La journaliste marocaine Hajar Raissouni, 28 ans, a été condamnée lundi à un an de prison ferme pour “avortement illégal” et “relations sexuelles hors mariage” par le tribunal de Rabat, a constaté un journaliste de l’AFP.

Arrêtés et jugés en même temps qu’elle, son gynécologue a écopé de deux ans de prison ferme, son fiancé d’un an ferme, un anesthésiste d’un an de prison avec sursis et une secrétaire de huit mois avec sursis.

Interpellée fin août à l’entrée d’un cabinet médical de Rabat, la reporter avait été “contrainte à faire un examen médical sans son accord”, selon elle. Ses avocats avaient assimilé cet examen à de “la torture”, pointant des “manquements de la police judiciaire” et des “preuves fabriquées”, et plaidé pour sa libération.

On est bien conscient que c’est une affaire politique.

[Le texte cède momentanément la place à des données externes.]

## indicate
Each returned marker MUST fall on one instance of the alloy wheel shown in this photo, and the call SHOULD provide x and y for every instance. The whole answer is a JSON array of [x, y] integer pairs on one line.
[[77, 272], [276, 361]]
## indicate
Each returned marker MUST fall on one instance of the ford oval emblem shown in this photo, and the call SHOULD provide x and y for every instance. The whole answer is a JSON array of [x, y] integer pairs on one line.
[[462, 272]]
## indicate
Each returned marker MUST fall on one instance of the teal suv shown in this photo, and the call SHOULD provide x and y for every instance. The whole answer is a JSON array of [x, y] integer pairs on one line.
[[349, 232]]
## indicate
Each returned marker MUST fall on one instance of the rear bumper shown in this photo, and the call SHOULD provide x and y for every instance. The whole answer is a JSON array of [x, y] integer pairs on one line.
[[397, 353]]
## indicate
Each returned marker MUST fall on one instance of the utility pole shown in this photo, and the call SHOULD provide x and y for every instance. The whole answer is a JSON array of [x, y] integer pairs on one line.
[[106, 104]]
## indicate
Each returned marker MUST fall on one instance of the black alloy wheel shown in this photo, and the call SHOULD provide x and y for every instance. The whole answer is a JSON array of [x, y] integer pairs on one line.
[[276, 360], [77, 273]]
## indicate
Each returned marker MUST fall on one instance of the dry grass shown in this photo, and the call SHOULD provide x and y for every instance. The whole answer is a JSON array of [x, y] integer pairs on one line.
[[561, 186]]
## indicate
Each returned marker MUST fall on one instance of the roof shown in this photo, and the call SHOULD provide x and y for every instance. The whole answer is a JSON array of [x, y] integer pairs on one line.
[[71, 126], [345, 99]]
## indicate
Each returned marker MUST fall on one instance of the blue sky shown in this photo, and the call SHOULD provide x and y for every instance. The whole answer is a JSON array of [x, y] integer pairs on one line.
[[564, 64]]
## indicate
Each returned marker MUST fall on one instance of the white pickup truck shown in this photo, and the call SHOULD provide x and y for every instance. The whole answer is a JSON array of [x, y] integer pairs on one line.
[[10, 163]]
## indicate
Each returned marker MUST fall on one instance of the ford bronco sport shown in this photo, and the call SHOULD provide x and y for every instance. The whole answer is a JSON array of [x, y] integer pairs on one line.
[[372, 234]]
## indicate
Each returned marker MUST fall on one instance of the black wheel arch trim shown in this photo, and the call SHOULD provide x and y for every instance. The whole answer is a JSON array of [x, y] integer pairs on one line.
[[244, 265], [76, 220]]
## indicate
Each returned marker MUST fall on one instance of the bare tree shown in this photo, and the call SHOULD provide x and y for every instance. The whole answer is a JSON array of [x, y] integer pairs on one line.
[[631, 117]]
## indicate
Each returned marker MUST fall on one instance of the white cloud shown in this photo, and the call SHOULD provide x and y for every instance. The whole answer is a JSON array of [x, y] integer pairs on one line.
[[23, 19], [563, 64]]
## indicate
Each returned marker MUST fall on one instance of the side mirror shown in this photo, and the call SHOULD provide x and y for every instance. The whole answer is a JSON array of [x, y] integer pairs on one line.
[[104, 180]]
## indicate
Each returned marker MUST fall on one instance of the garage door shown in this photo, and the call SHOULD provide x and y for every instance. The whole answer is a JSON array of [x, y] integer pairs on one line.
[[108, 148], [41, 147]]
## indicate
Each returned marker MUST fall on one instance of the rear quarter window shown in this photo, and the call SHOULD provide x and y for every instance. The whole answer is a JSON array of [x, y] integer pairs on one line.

Mais en tant que mouvement féministe, ce sont les motifs qui nous inquiètent.

Journaliste au quotidien arabophone Akhbar Al-Yaoum, Hajar Raissouni risquait jusqu‘à deux ans de prison en vertu du code pénal marocain, qui sanctionne les relations sexuelles hors mariage et l’avortement quand la vie de la mère n’est pas en danger.

Lors d’une précédente audience, Mme Raissouni, qui dénonce un procès “politique”, avait nié tout avortement, assurant avoir été traitée pour une hémorragie interne, ce que son gynécologue a confirmé devant le tribunal.

“C’est une affaire de répression politique, de répression d’une opinion indépendante, et une vengeance (contre) sa famille”, a dit à l’AFP l’historien engagé Maati Monjib, présent à l’audience.

“On est bien conscient que c’est une affaire politique. Mais en tant que mouvement féministe, ce sont les motifs qui nous inquiètent. Ce sont souvent les femmes qui sont victimes de lois liberticides”, a affirmé peu avant le verdict Ibtissam Lachgar, co-fondatrice du Mouvement alternatif pour les libertés individuelles (MALI).

Des dizaines de journalistes et représentants d’ONG étaient présents dans la salle d’audience.

C’est “une criante injustice, une flagrante violation des droits humains et une atteinte frontale aux libertés individuelles. Un jour noir pour les libertés au Maroc”, a commenté sur Twitter Ahmed Benchemsi, un responsable de Human Rights Watch (HRW).

Amnesty a dénoncé dans un communiqué “un coup dévastateur pour les droits des femmes au Maroc (…) Les autorités devraient annuler sa condamnation et ordonner sa libération immédiate et sans conditions”.